Specific electron-transfer and surface plasmon resonance integrated boosting visible-light photoelectrochemical sensor for 4-chlorophenol

Abstract

Emerging analytical technologies are being developed to provide advanced methods for monitoring 4-chlorophenol (4-CP) in the environment. Herein, a label-free, sensitive, and rapid photoelectrochemical (PEC) 4-CP detection system was constructed based on ternary composites of Ag nanoparticles, graphitic carbon nitride (GCN) and carbon spheres (CS) (Ag/GCN/CS). The proposed ternary composites were synthesized by a simple hydrothermal method. In this process, ascorbic acid (AA) played a crucial role in reducing Ag+ to metallic Ag, and provided a carbon source for CS. Due to synergistic promotion by the surface plasmon resonance (SPR) effect of Ag nanoparticles and electron-transfer behavior of CS, the ternary composites exhibited a broad visible light response and fast charge transfer, leading to a tremendously enhanced PEC response. Based on the promotion of the PEC response, a PEC sensor for 4-CP was designed by detecting the photocurrent signals of the PEC electrode after adding 4-CP to solution.
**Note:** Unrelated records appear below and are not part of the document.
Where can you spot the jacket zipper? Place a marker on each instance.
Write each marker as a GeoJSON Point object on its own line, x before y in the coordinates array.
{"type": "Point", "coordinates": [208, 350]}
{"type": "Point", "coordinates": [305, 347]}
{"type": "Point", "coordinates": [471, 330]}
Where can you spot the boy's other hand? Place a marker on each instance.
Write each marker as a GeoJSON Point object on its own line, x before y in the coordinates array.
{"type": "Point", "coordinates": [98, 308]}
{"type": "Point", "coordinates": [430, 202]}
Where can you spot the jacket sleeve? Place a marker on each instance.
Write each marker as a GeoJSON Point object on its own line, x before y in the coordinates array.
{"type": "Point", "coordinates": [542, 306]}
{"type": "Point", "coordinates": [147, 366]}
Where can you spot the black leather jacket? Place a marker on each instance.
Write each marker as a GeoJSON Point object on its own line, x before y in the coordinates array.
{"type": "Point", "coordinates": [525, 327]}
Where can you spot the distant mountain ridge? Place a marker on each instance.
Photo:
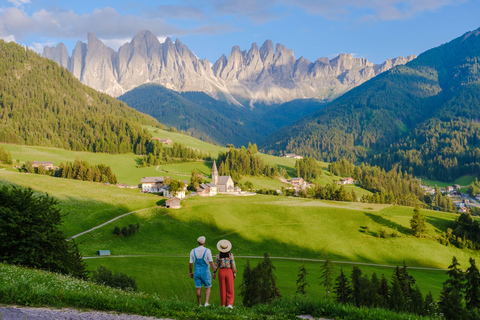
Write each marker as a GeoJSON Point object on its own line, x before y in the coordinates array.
{"type": "Point", "coordinates": [41, 104]}
{"type": "Point", "coordinates": [264, 75]}
{"type": "Point", "coordinates": [423, 116]}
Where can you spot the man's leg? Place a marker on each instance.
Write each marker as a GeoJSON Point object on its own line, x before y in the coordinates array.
{"type": "Point", "coordinates": [199, 295]}
{"type": "Point", "coordinates": [207, 295]}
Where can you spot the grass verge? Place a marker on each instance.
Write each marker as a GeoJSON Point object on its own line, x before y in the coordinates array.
{"type": "Point", "coordinates": [29, 287]}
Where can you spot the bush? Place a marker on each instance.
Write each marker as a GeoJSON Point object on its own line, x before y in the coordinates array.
{"type": "Point", "coordinates": [115, 280]}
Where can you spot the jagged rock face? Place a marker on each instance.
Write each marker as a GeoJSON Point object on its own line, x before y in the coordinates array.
{"type": "Point", "coordinates": [277, 76]}
{"type": "Point", "coordinates": [265, 74]}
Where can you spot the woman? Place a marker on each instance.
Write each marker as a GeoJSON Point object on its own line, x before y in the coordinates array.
{"type": "Point", "coordinates": [225, 265]}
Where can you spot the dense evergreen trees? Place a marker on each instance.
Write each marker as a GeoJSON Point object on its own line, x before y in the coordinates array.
{"type": "Point", "coordinates": [259, 285]}
{"type": "Point", "coordinates": [30, 233]}
{"type": "Point", "coordinates": [79, 170]}
{"type": "Point", "coordinates": [42, 104]}
{"type": "Point", "coordinates": [157, 153]}
{"type": "Point", "coordinates": [308, 168]}
{"type": "Point", "coordinates": [422, 116]}
{"type": "Point", "coordinates": [239, 162]}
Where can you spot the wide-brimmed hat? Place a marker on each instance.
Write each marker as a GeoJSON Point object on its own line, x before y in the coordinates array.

Under optimal conditions, the PEC sensor exhibited a wide linear range for 4-CP from 16 to 1104ngmL−1, with a limit of detection (LOD) of 5.33ngmL−1. In particular, the present work may assistance in better understanding the synergistic effect between the SPR effect of Ag nanoparticles and electron-transfer properties of CS. The results can also be applied to other PEC and photocatalytic systems in conjunction with high-performance photoactive materials.